The enclosed patch -- would you prefer a github pull request? -- makes xslt:transform() aware of XML catalog files, as other XML parsing already is. The same CATFILE preference is used (via the query context).
I refactored CatalogWrapper slightly so it could be reused. I also took away the line that sets verbosity to 0, as without it you can control verbosity via a system property, or using the CatalogManager.properties file.
I tested this with xml-commons-resolver-1.2/resolver.jar and with the built-in resolver and both seem to work.
I have not added tests. In addition, it'd be worth adding something to the documentation, especially about the xml.catalog.verbosity property (just verbosity in the .properties file).

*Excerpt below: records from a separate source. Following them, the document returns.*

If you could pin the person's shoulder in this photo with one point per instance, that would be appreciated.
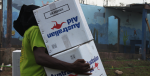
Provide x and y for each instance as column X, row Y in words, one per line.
column 32, row 29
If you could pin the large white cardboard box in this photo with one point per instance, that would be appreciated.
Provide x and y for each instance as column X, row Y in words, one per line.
column 88, row 52
column 62, row 25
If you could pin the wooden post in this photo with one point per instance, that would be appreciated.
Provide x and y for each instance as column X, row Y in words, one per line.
column 9, row 23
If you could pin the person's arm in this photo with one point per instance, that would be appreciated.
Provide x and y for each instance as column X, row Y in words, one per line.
column 78, row 67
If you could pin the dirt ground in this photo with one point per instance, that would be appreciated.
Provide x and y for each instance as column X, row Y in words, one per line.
column 128, row 67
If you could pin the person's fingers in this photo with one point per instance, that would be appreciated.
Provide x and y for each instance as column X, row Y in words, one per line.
column 87, row 65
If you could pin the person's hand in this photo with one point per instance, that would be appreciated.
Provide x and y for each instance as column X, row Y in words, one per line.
column 81, row 67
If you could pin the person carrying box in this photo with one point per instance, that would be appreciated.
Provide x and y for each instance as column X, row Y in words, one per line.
column 34, row 56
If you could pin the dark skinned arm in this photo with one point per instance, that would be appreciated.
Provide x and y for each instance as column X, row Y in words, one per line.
column 78, row 67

Possible breaking change: i also removed the line that sets prefer=public. I spent ages trying to get catalogs working before i dicovered this, as i was using a system identifier! The code could check to see if the corresponding system property is set (users can't override the API with system properties, frustratingly), but since catalogs already say prefer=public or prefer=system in them, and it'd have needed to have been the same to work, i don't think this change breaks anythign in practice. It may make some catalogs start to work that had not been working, so maybe it's worth a line in the release notes.
Liam
Dear Liam,
Thanks a lot for this Patch, this issue has been open for quite some time ;-) As Christian is currently on holidays and will only return next week, I added a Pull Request on GitHub https://github.com/BaseXdb/basex/pull/1667 https://github.com/BaseXdb/basex/pull/1667 so the patch won’t be lost.
Feel free to resubmit that PR if you’d like to have the correct author info in the git history, currently it is misattributed to me!
Thanks again!
Best from Konstanz
Michael
Liam,
Thanks a lot for your patch, very appreciated! Pull requests are even handier for us, but any type of commit is welcome.

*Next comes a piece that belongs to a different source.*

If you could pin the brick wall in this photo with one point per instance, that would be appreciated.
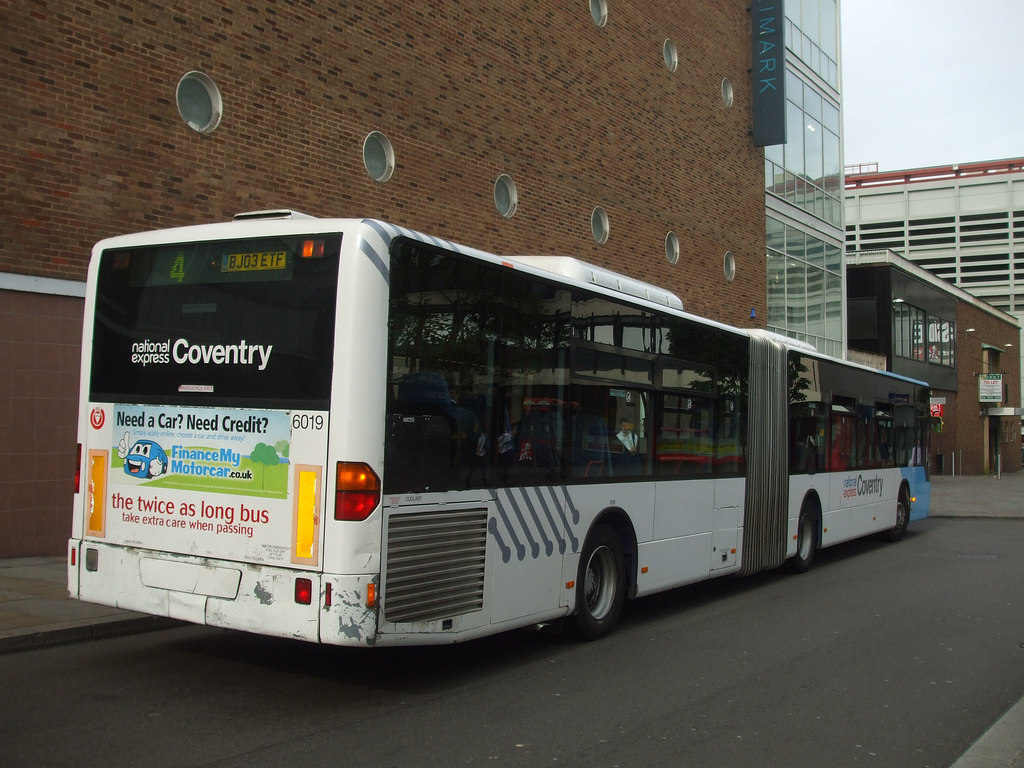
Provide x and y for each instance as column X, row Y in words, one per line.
column 580, row 116
column 40, row 349
column 971, row 436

I have merged your code, and I have done some further modifications (see the GitHub commit history for the changes in the code):
• I have decided to add a 'catalog' option to the function call [1]. This will reduce the chance of having the global option applied by mistake. • I have completely removed the assignment of static properties in the code; this way, custom user properties won’t be overwritten. I have added some notes in the revised version of the documentation [2] how to assign the custom properties. Comments and further edits on the Wiki article are welcome.
A new snapshot is available [3]. We are looking forward to feedback.
I noticed that Java 9 provides a better built-in support for XML catalog resolution [4]. With BaseX 10, we will probably switch to a newer version of Java. If we are going to upgrade: Would anyone reading this recommend us to keep up support for the separate Apache XML resolver library, or could we drop it completely and rely on Java’s built-in catalog support?
Best, Christian
[1] http://docs.basex.org/wiki/XSLT_Module#xslt:transform [2] http://docs.basex.org/wiki/Catalog_Resolver [3] http://files.basex.org/releases/latest/ [4] http://openjdk.java.net/jeps/268
On Tue, Feb 26, 2019 at 10:29 PM Liam R. E. Quin liam@fromoldbooks.org wrote:
The enclosed patch -- would you prefer a github pull request? -- makes xslt:transform() aware of XML catalog files, as other XML parsing already is. The same CATFILE preference is used (via the query context).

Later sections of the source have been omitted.